Friday, July 10, 2015

8 Ways To Make Your Employees Love You


Most of your employees want to divorce you. A recent Right Management survey revealed that 84% of employees either strongly or somewhat agree with the statement, “Sometimes I feel trapped in my current job and want to find a new position elsewhere.”

As a team leader or business owner, you can’t afford to neglect your greatest asset: your people.

How do you show them you care, engage them and entice them to stay?

We know that people don’t leave bad companies; they leave their manager or current situation. So as the team leader, you have the power to engage and retain staff.

In addition, the members of your team can be your greatest promoters when they believe that you are working to make them more successful.

Here are 8 ways to make your employees adore you.

1. Know what makes them groan.
We all have tolerations – those things we put up with even though they drain our energy. Often our tolerations are specific, affecting us individually and making us feel as if our personal values are being violated—such as a policy that makes it hard to spend time with family. In organizations, some tolerations are universally experienced by the majority of team members. It could be the cumbersome travel-booking system or the challenge in finding a conference room. As a leader, know what your team’s most irksome issues are and do what you can to eliminate or diminish them – or at least let your team know you are working on them.

2. Try performance elevation, not evaluation.  
 I can tell when it’s performance evaluation time for my clients. They are frustrated, feel a sense of dread and overwhelm, and they complain – all of them. Rather than treating the evaluation as an opportunity to acknowledge, support, and strengthen an employee’s skills, many managers treat the process as tedious busywork. If you can’t get out of administering them, do everything you can to make them more palatable—to yourself as well as the employee. Turn them into quarterly systems with easy reporting templates. Use them to celebrate the employee’s accomplishments and talents. No matter how you choose to reinvent them, let your team members spread the work out, and do everything you can to make the evaluation less painful.

3. Make meetings merry.
Do people look forward to team meetings, or do their stomachs turn when they see “team meeting” in their calendar? According to a recent study conducted by Young Gin Choi, Junehee Kwon, and Wansoo Kim, workplace fun is a significant factor in job satisfaction. If “fun” sounds frivolous, think of the bottom line: losing your talent is expensive. Get creative to make your meetings the ones people look forward to. I have a client who starts every meeting with a funny video she found on YouTube. The members of her team like it so much, they never show up late for a team powwow.

4. Focus on family.
The distinction between work time and free time is quickly fading. More and more, corporate culture only rewards those employees who are available 24/7. As a leader, you need to acknowledge this trend, but you’ll earn your employees’ loyalty if you try to understand their family situations. When appropriate, involve family members in your team’s activities. It’s equally important to avoid exploiting the team members who are single and/or don’t have kids. They may have fewer family activities on their calendars, but this doesn’t make it OK to tap their time off. Before you send a text to a team member after hours or ask them to work overtime, make sure it’s really necessary to interrupt their personal lives.

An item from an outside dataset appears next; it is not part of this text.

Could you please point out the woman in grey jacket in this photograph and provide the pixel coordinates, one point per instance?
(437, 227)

5. Boost personal awareness.
Get to know your employees and help them get them to know themselves and each other. Take time to do this in meetings and in informal settings – like at the water cooler. Use tools like StrengthsFinder 2.0 to uncover and learn about each others’ strengths or Myers Briggs to learn about each others’ personality styles. By making it personal, you’ll strengthen connections at all levels.

6. Encourage encouragement. 
Make it known to the members of your team that praise, acknowledgment, and appreciation have no upper limit. Build a culture of appreciation and be the role model by publicly acknowledging great work and accomplishments. Expressing gratitude is powerful for the giver and recipient. Ensure it’s authentic – your people can see through false praise.

7. Seek feedback and use it.
The best performance evaluations cover 360 degrees. Create frequent, easy and regular opportunities to get the feedback of your employees. Then let them know what you learned from the feedback and how you are going to use it. Incorporate feedback into meetings and have a feedback wall where employees can share their thoughts publicly. Don’t get defensive, and don’t forget to look for positive feedback too: it’s important to know what’s working.

8. Make them stars.
Take every opportunity to publicize the value created by your team members. Make their achievements visible internally and externally. If someone has posted an article on the web, share it with the members of your network. If they did something to mentor or coach a colleague, make sure the leaders in HR know. If they volunteered to solve a problem in another part of the company although it was not a part of their job, make it public. Don’t try to take the credit for these achievements. If you let your stars shine, you and your team will create a constellation that upper-management can’t ignore.


These 8 tips reflect the reality that retention—not endless recruitment—is the best way to invest in human resources.